Hypersensitivity Reactions to Vaccine Components

Noushin Heidary; David E. Cohen

Disclosures

Dermatitis. 2005;16(3):115-120. 

In This Article

Aluminum

Aluminum is a tin-white, malleable, and ductile metal used as a pure metal or in alloys. Contact sensitivity to noninjected aluminum is rare but most commonly occurs during the continual application of aluminum-containing antiperspirants. Aluminum allergy has been reported to be associated with an axillary rash[3] and with hand dermatitis.[4]

The more typical route of sensitization, however, is via the absorption of aluminum through hyposensitization injections and vaccines.[5] Hyposensitization injections are used as treatment for IgE-mediated allergies, and the most commonly used extracts in these solutions are aluminum-contacting antigens. Additionally, aluminum compounds have been widely used as adjuvants in prophylactic and therapeutic vaccines to potentiate the immune response.
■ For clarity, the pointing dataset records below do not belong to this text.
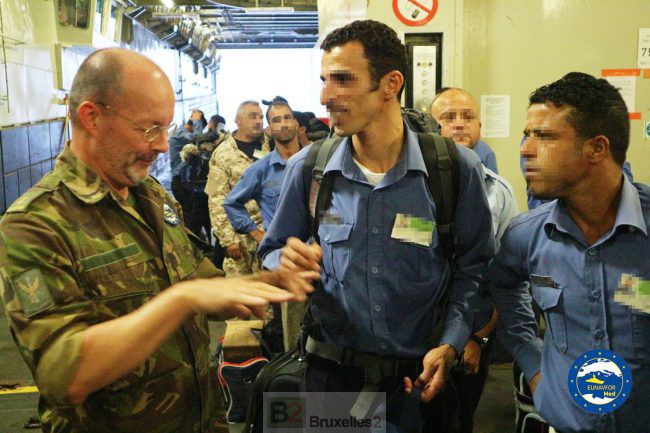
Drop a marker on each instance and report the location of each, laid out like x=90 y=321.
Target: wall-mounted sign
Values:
x=415 y=12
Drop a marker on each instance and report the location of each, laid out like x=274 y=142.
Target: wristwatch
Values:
x=481 y=341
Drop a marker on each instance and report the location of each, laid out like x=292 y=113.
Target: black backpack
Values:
x=284 y=372
x=441 y=159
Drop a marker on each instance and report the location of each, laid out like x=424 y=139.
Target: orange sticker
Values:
x=415 y=13
x=621 y=72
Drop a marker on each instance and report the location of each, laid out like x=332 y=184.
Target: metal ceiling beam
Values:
x=298 y=5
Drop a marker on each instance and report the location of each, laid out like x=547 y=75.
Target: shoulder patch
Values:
x=31 y=291
x=48 y=183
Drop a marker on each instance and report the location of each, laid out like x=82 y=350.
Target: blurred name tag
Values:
x=412 y=229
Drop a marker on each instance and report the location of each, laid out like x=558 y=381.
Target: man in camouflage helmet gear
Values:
x=105 y=294
x=229 y=161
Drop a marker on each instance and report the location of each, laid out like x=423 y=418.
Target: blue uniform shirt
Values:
x=260 y=182
x=580 y=310
x=176 y=142
x=486 y=155
x=381 y=294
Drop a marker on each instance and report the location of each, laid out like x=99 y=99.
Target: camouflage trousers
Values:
x=248 y=263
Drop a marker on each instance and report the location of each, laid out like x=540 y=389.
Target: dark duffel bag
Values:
x=283 y=374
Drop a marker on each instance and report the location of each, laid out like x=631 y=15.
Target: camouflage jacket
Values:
x=227 y=165
x=74 y=254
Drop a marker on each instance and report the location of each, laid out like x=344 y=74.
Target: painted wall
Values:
x=36 y=71
x=262 y=74
x=512 y=47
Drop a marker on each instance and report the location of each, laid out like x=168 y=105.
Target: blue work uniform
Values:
x=575 y=284
x=381 y=294
x=486 y=155
x=176 y=142
x=260 y=182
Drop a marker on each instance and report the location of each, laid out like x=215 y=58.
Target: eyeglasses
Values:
x=149 y=134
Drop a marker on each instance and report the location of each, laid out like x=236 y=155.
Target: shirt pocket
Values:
x=119 y=273
x=415 y=262
x=335 y=241
x=549 y=300
x=641 y=336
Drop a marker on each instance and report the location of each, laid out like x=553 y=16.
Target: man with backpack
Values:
x=378 y=245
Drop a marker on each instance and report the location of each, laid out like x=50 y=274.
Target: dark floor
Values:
x=495 y=413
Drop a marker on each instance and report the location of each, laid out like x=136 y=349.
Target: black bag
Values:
x=283 y=374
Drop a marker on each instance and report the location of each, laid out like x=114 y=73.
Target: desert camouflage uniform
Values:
x=74 y=254
x=227 y=165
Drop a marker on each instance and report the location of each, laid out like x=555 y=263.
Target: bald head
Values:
x=112 y=75
x=458 y=114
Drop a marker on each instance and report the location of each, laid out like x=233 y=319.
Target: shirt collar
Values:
x=411 y=159
x=629 y=214
x=80 y=179
x=276 y=158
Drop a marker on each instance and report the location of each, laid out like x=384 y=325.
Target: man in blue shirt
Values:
x=182 y=187
x=262 y=180
x=382 y=266
x=457 y=113
x=578 y=252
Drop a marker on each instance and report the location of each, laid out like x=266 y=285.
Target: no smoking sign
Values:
x=415 y=12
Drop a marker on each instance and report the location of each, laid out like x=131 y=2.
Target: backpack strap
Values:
x=442 y=160
x=317 y=188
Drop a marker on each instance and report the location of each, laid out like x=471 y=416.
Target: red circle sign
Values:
x=415 y=12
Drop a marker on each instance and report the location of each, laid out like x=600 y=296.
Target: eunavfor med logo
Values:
x=600 y=381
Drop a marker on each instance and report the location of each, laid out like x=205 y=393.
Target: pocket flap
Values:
x=330 y=233
x=546 y=297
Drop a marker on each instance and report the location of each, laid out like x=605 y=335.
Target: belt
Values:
x=375 y=367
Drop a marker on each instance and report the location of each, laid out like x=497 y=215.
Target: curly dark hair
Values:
x=597 y=108
x=381 y=46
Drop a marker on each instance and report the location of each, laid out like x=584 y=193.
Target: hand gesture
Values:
x=437 y=363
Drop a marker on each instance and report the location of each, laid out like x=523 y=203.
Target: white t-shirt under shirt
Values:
x=373 y=178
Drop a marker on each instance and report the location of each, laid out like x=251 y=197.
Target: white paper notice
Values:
x=627 y=87
x=495 y=116
x=644 y=48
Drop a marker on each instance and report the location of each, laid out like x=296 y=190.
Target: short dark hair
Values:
x=276 y=103
x=597 y=108
x=381 y=46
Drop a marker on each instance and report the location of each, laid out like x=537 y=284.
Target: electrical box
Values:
x=424 y=51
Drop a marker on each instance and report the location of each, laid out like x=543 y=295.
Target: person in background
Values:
x=106 y=296
x=381 y=284
x=303 y=122
x=182 y=186
x=229 y=161
x=584 y=255
x=261 y=182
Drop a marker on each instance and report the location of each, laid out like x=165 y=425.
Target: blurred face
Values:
x=457 y=114
x=282 y=125
x=348 y=93
x=555 y=158
x=249 y=122
x=133 y=132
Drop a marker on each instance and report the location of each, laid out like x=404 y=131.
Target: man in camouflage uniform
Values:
x=99 y=279
x=229 y=161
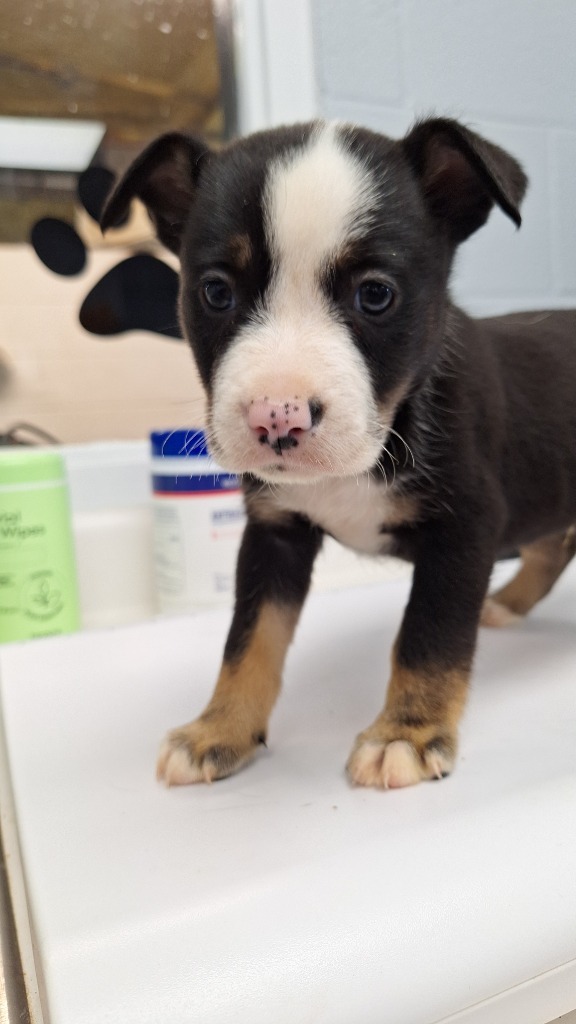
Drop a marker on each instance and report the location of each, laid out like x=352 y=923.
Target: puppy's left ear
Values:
x=164 y=177
x=462 y=175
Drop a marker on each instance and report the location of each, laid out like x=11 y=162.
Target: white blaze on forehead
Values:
x=316 y=199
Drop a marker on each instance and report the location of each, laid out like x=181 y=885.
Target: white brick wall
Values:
x=506 y=68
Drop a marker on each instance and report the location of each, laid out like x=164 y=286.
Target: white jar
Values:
x=198 y=523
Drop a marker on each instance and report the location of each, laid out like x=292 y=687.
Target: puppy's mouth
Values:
x=297 y=457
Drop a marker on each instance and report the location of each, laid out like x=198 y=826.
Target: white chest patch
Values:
x=355 y=510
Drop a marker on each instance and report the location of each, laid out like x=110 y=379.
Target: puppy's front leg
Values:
x=273 y=578
x=415 y=736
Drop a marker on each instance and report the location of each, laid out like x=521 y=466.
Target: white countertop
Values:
x=282 y=894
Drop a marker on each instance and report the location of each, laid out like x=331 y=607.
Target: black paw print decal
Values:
x=138 y=294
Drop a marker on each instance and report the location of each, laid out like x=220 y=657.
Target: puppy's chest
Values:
x=359 y=512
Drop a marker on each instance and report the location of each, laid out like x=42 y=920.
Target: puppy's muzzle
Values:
x=283 y=424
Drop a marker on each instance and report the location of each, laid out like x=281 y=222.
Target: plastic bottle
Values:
x=198 y=523
x=38 y=585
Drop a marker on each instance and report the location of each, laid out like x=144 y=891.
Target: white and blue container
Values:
x=198 y=523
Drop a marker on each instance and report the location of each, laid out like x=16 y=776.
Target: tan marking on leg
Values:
x=229 y=731
x=415 y=737
x=542 y=562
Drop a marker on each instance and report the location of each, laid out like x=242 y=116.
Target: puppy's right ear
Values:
x=164 y=177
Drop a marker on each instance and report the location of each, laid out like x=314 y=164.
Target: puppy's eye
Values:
x=373 y=298
x=218 y=295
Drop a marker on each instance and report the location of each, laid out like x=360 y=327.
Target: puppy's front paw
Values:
x=388 y=763
x=201 y=753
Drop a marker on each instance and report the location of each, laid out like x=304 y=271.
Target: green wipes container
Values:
x=38 y=586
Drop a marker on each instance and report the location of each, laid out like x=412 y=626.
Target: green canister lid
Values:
x=30 y=466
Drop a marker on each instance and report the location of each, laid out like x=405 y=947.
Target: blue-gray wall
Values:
x=507 y=68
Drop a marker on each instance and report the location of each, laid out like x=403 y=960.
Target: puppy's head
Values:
x=315 y=262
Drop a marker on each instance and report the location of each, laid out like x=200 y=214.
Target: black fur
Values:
x=488 y=406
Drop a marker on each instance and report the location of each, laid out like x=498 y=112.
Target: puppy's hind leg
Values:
x=542 y=562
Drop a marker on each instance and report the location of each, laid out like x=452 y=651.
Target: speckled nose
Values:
x=281 y=424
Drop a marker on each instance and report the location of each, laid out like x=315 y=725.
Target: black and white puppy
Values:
x=357 y=400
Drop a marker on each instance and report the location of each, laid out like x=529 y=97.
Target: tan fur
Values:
x=415 y=736
x=228 y=733
x=542 y=562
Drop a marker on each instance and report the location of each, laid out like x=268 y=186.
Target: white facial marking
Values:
x=316 y=200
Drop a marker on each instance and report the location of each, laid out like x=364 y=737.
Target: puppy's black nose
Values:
x=282 y=423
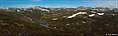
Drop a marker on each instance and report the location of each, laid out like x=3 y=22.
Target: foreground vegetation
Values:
x=55 y=24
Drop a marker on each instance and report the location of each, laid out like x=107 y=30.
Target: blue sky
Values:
x=58 y=3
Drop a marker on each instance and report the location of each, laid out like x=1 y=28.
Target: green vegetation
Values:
x=28 y=24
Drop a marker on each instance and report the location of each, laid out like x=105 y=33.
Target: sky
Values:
x=58 y=3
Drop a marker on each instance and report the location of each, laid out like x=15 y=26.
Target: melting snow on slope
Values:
x=100 y=13
x=91 y=15
x=77 y=14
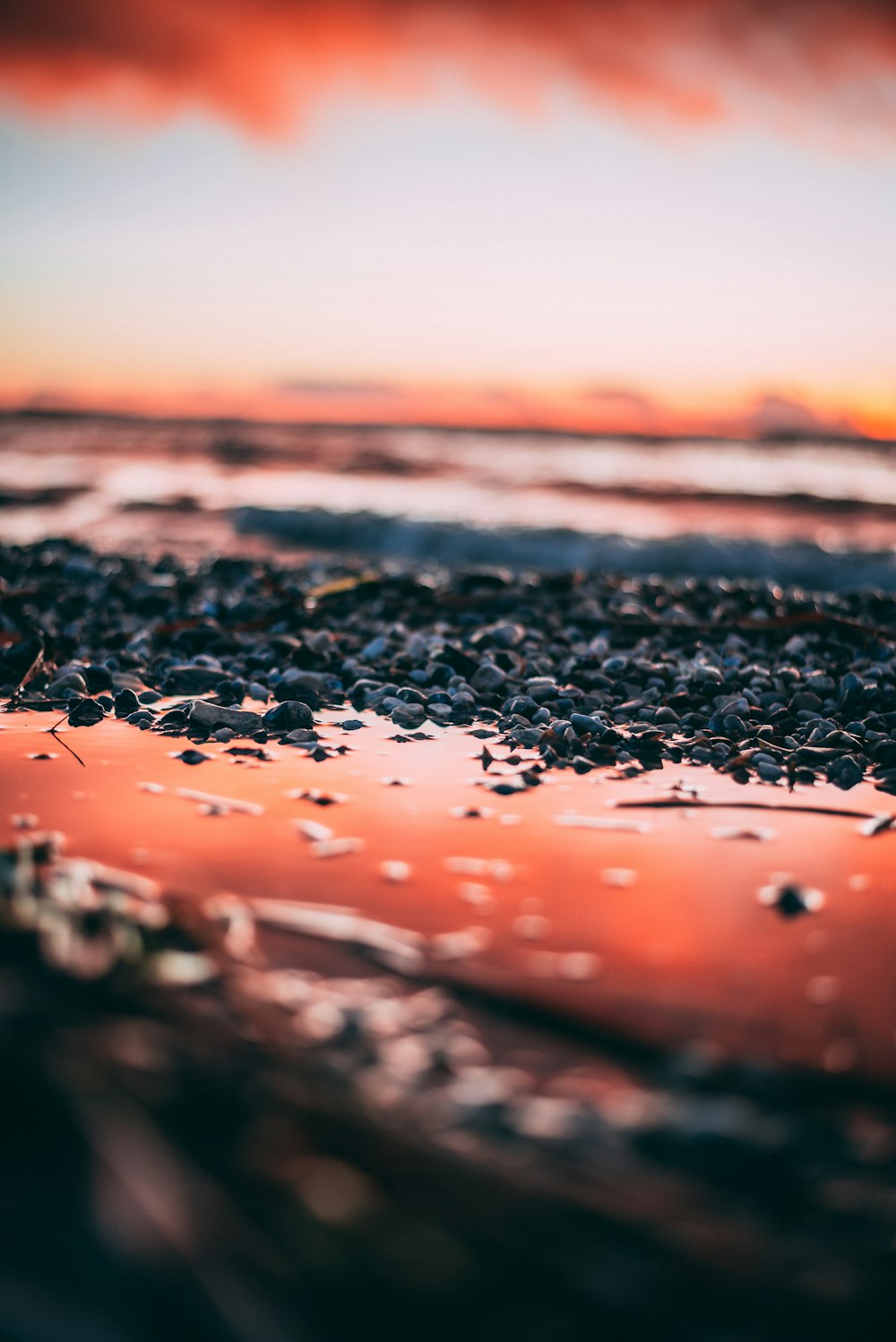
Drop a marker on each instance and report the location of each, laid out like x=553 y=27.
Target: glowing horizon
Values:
x=580 y=243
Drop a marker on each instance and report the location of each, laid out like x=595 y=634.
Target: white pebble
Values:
x=618 y=876
x=394 y=871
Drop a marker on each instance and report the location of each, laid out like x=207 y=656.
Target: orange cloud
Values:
x=262 y=62
x=617 y=411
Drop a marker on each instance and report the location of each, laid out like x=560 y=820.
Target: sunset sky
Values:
x=590 y=213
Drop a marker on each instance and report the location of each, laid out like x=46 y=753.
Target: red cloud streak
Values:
x=262 y=62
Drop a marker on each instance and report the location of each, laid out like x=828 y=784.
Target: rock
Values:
x=191 y=679
x=408 y=716
x=288 y=716
x=487 y=678
x=66 y=684
x=126 y=702
x=212 y=716
x=85 y=713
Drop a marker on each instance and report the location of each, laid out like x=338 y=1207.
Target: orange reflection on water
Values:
x=655 y=930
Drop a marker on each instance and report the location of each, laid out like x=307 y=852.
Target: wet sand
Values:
x=585 y=898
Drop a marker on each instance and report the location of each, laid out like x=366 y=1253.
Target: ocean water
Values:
x=815 y=512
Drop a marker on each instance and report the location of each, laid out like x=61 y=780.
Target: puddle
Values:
x=589 y=897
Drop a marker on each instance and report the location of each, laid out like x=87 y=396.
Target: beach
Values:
x=567 y=891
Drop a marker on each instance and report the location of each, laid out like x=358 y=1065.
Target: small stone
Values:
x=85 y=713
x=212 y=716
x=288 y=716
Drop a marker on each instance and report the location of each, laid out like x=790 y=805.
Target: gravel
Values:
x=779 y=684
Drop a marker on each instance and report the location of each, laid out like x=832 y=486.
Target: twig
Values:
x=690 y=804
x=53 y=733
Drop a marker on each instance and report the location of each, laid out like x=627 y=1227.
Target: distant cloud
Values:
x=777 y=415
x=337 y=390
x=261 y=64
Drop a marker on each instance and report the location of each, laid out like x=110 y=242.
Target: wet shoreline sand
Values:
x=521 y=941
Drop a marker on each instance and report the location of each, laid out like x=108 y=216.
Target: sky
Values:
x=612 y=215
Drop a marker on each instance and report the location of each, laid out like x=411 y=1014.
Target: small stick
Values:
x=53 y=733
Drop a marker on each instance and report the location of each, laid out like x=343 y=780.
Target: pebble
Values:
x=620 y=876
x=394 y=871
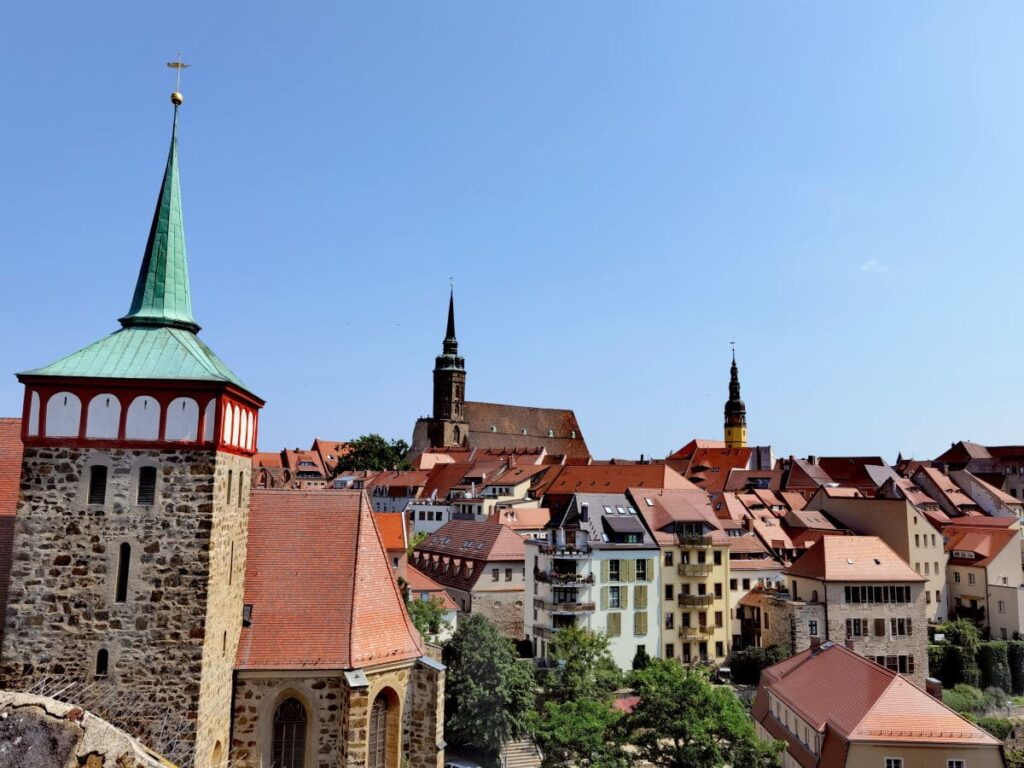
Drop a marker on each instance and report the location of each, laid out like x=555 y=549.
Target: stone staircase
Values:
x=521 y=754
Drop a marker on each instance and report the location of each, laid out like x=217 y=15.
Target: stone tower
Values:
x=735 y=411
x=130 y=532
x=449 y=427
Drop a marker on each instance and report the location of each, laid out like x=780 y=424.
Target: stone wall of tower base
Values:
x=167 y=662
x=338 y=717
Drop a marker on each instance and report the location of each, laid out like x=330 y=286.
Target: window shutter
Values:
x=640 y=624
x=640 y=596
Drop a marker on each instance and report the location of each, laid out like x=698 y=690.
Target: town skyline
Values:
x=822 y=337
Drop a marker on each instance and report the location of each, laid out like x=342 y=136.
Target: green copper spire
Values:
x=162 y=291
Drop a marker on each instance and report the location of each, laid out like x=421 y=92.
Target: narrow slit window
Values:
x=146 y=485
x=124 y=559
x=97 y=484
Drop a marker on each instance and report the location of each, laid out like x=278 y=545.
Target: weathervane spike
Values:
x=176 y=97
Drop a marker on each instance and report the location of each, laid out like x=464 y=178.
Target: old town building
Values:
x=836 y=710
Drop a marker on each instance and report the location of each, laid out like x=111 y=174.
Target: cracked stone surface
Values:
x=41 y=732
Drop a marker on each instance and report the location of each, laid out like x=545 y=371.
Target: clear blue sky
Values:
x=619 y=188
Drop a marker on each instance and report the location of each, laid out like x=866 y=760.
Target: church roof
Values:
x=158 y=339
x=322 y=591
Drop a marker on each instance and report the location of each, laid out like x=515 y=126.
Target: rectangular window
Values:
x=97 y=484
x=613 y=597
x=146 y=485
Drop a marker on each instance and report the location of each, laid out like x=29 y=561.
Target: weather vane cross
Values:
x=178 y=66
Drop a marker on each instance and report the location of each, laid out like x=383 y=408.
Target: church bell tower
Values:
x=130 y=531
x=735 y=411
x=448 y=427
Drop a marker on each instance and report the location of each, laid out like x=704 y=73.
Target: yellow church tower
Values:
x=735 y=411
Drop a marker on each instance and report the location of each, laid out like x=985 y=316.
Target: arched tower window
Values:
x=97 y=484
x=146 y=485
x=124 y=560
x=289 y=734
x=102 y=662
x=378 y=733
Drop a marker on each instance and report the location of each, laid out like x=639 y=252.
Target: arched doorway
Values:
x=289 y=749
x=384 y=739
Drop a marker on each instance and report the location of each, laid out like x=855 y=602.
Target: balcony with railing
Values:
x=695 y=601
x=694 y=568
x=693 y=541
x=695 y=633
x=564 y=552
x=558 y=578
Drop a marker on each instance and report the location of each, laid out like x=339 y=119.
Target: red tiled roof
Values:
x=841 y=693
x=853 y=558
x=986 y=543
x=322 y=590
x=392 y=528
x=10 y=485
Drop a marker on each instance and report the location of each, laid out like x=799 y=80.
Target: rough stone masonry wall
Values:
x=61 y=607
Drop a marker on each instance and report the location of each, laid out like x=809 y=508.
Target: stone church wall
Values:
x=169 y=632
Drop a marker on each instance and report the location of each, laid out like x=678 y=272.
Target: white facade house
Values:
x=598 y=569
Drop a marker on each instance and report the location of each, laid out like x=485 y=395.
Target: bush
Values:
x=994 y=666
x=960 y=666
x=747 y=664
x=1015 y=657
x=998 y=727
x=966 y=698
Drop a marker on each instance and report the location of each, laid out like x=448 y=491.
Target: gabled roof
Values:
x=841 y=693
x=475 y=541
x=853 y=558
x=985 y=543
x=323 y=593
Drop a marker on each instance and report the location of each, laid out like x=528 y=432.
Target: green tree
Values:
x=584 y=668
x=371 y=452
x=487 y=693
x=683 y=721
x=428 y=615
x=576 y=725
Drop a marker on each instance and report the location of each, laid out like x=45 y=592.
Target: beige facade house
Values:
x=480 y=564
x=836 y=710
x=910 y=534
x=985 y=579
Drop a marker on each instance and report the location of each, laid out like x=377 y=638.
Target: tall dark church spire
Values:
x=735 y=411
x=448 y=427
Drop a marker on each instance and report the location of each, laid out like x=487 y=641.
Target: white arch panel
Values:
x=64 y=413
x=182 y=420
x=103 y=416
x=143 y=419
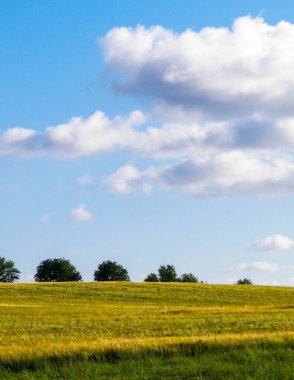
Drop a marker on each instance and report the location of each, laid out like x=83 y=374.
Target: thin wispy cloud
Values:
x=255 y=266
x=272 y=243
x=227 y=126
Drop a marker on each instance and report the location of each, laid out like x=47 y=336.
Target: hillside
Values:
x=109 y=322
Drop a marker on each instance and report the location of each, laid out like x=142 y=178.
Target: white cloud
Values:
x=45 y=217
x=215 y=70
x=226 y=174
x=275 y=242
x=81 y=213
x=257 y=266
x=78 y=137
x=86 y=180
x=237 y=140
x=126 y=180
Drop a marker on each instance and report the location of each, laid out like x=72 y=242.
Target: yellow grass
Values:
x=86 y=319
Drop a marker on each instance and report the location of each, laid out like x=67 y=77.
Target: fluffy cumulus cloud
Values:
x=221 y=121
x=78 y=137
x=225 y=174
x=241 y=70
x=81 y=213
x=256 y=266
x=272 y=243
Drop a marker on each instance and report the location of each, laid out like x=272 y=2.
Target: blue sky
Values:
x=148 y=133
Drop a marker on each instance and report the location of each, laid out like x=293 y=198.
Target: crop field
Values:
x=146 y=331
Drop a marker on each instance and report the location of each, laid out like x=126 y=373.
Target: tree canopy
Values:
x=188 y=277
x=152 y=277
x=244 y=281
x=56 y=270
x=167 y=273
x=8 y=271
x=111 y=271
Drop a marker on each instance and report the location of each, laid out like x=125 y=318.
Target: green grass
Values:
x=142 y=331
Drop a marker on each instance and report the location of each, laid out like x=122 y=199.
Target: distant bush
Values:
x=8 y=271
x=167 y=273
x=56 y=270
x=244 y=281
x=152 y=277
x=111 y=271
x=188 y=277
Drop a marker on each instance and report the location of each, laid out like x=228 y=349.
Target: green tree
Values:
x=167 y=273
x=56 y=270
x=111 y=271
x=244 y=281
x=8 y=271
x=188 y=277
x=152 y=277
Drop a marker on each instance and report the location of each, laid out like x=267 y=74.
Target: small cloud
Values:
x=45 y=217
x=272 y=243
x=128 y=179
x=85 y=180
x=81 y=213
x=259 y=266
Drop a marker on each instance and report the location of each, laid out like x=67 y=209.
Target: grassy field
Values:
x=146 y=331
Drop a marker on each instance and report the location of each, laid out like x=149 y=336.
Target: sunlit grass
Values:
x=100 y=321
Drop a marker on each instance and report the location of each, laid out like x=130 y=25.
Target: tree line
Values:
x=61 y=270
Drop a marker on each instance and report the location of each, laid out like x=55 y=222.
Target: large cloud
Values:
x=78 y=137
x=226 y=174
x=228 y=122
x=215 y=71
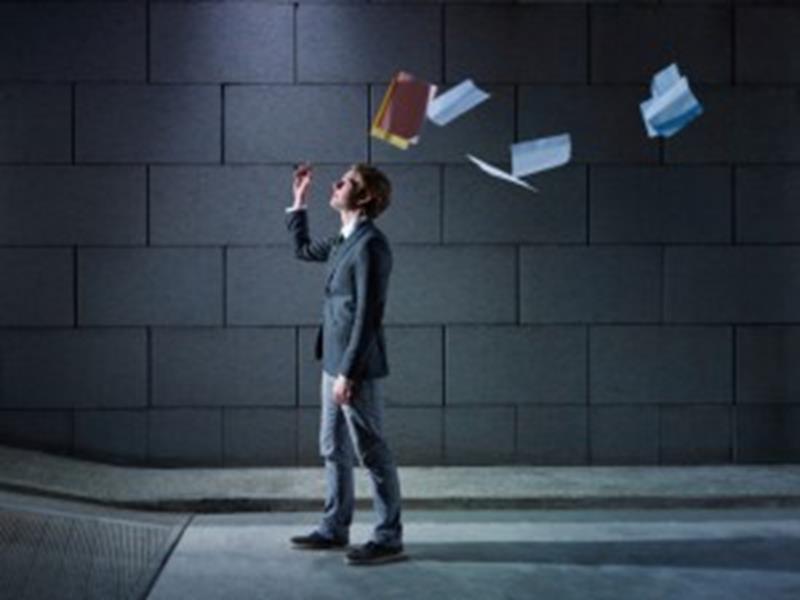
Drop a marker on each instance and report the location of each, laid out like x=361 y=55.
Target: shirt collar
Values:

Aluminum-containing vaccines are prepared by the adsorption of antigens onto aluminum hydroxide or aluminum phosphate gels or by the precipitation of antigens in a solution of potassium aluminum sulfate.[6]

FDA regulations limit the aluminum content of an individual dose of a vaccine to 0.85 mg of elemental aluminum.[7] The diminutive level of aluminum needed in vaccines to induce serious toxicities is evidenced by the undetectable changes in the normal plasma concentration of aluminum (5 µg/L) after intramuscular administration of an aluminum-containing vaccine.[8]

Although the development of painful and pruritic nodules at the site of aluminum-containing injections is a rare event, it is nevertheless the most frequent clinical manifestation of a hypersensitivity reaction to aluminum hydroxide in vaccines and in aluminum-containing antigen solutions.[9] Such nodules have also been associated with hyper- and hypopigmentation, hypertrichosis, and lichenification.[9]

Of individuals who undergo immunotherapy with aluminum-containing allergen extracts, 33 to 70% develop a local immediate or transient inflammatory reaction[10,11] whereas 0.5 to 6% develop nodules weeks, months, or even years after the introduction of aluminum.[12] Garcia-Patos and colleagues described 10 patients who had a persistent nodular reaction at the injection site of allergen extract preparations containing aluminum. The results of patch tests with 2% aluminum chloride in water were positive in five patients.[9] Biopsy specimens from nodules appearing 1 to 9 months after the patients were injected were associated with the histopathologic features of a histiocytic foreign-body reaction. Nodular lesions of greater than 1 year's duration, however, showed a granulomatous reaction.

Some patients with hypersensitivity reactions to aluminum develop dermatitis, either localized or generalized.[13] Cox and colleagues reported on an 18-month-old female child with dermatitis, characterized by acute weeping vesiculation at the vaccination site, that developed 6 months after she received diphtheria and tetanus toxoids and pertussis (DTP) triple vaccine.[13] A patch-test result for aluminum was positive despite no known exposures to aluminum-containing products.